Ces derniers sont contraints de s’organiser.

« C’est grâce aux Québécois que tous les francophones ont eu l’occasion de se réunir au départ. On peut leur dire merci! », juge le Franco-Manitobain, Hubert Gauthier, premier président de la Fédération des francophones hors Québec (FFHQ), fondée en 1975 et ancêtre de la Fédération des communautés francophones et acadienne (FCFA).

La nouvelle génération de militants, qu’incarne M. Gauthier, souhaite aller au-delà du thème de prédilection de l’époque, l’éducation.

« Au départ de la FFHQ,  nous étions surtout des gens de moins de 30 ans. On faisait peur à nos parents qui, même s’ils voulaient qu’on réussisse, craignaient qu’on perde nos maigres acquis. Il y avait une telle effervescence… On réclamait une politique transversale en matière de langues officielles, qui aurait touché tous les secteurs de la communauté, au lieu d’une loi qui reposait plutôt sur des droits individuels. »

L’ancien juge à la Cour suprême du Canada, Michel Bastarache, était parmi ces militants de la première heure.
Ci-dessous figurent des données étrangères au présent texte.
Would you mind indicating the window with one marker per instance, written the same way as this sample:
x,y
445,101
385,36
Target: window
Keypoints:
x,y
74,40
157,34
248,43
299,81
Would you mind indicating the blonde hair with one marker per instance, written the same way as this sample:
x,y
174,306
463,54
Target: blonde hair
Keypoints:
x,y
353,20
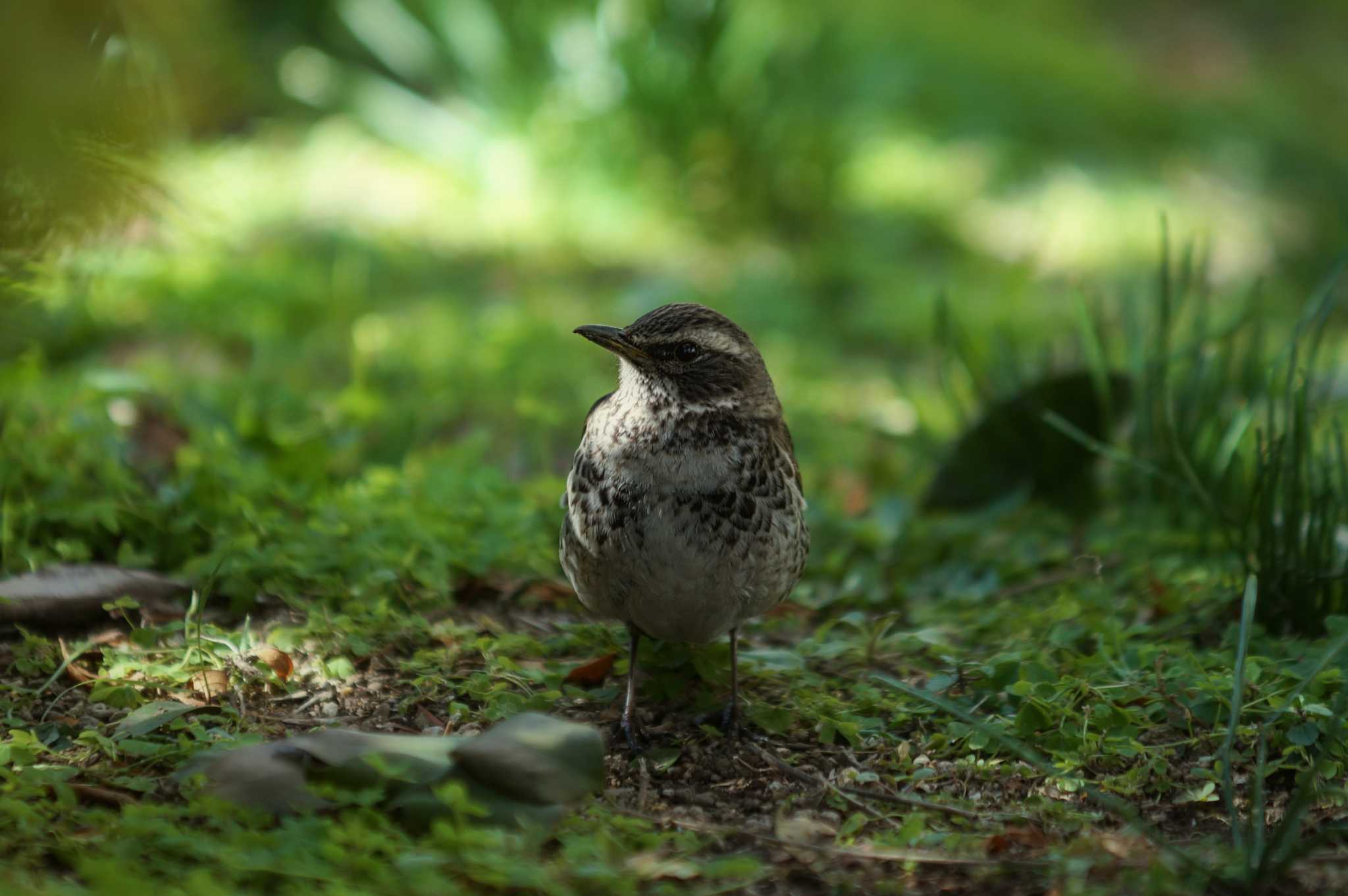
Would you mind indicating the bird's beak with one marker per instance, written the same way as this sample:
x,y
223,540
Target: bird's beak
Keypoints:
x,y
613,340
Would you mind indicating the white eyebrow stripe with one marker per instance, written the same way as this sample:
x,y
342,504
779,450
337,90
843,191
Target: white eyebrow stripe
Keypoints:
x,y
719,341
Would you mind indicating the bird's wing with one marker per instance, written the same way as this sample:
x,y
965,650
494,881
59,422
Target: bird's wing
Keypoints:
x,y
782,439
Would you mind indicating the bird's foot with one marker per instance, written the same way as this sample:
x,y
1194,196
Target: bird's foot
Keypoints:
x,y
728,720
633,732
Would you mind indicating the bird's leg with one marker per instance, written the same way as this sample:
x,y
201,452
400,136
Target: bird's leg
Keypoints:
x,y
630,728
731,717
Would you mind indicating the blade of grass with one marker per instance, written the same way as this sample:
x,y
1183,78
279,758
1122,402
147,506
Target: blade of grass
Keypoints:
x,y
1029,755
1238,689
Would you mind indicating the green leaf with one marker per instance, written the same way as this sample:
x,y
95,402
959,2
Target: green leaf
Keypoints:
x,y
150,717
1304,735
774,720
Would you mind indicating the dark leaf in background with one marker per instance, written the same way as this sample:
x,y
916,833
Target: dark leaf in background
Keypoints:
x,y
1013,449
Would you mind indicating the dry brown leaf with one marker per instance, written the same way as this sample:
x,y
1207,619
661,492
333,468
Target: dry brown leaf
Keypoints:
x,y
656,866
211,684
103,795
76,671
278,660
1017,838
594,673
1124,847
427,718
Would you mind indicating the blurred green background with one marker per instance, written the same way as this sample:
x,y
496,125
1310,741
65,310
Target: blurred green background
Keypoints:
x,y
279,247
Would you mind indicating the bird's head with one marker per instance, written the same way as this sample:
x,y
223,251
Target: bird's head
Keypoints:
x,y
690,355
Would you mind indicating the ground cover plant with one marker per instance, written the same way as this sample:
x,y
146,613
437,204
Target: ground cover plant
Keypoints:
x,y
321,379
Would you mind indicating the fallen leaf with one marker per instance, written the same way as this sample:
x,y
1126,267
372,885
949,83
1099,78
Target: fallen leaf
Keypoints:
x,y
594,673
1125,848
74,670
76,593
662,758
211,684
656,866
1017,838
425,718
149,717
103,795
278,660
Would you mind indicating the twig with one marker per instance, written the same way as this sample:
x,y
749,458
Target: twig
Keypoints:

« On voulait participer au débat, notamment sur la Charte canadienne des droits et libertés et on a su se faire entendre. Même si ensuite la FFHQ a changé, elle est restée un interlocuteur obligatoire pour le gouvernement fédéral. »

La revendication du groupe n’a toutefois jamais été entendue.

« Un jour, un sous-ministre nous a dit : « Ma gang de p’tits (…), on va vous noyer dans l’argent, mais vous n’aurez pas votre politique! ». C’est ce qui s’est passé d’une certaine manière, et l’argent n’a pas permis de changer les mentalités des gouvernements », Hubert Gauthier, premier président de la FFHQ

 

Les limites de la Charte

L’adoption de la Charte, en 1982, donne une force supplémentaire aux droits linguistiques. Les apports sont majeurs, surtout pour l’éducation en français.

Mais pour Emmanuelle Richez, politologue de l’Université de Windsor, le document possède ses limites.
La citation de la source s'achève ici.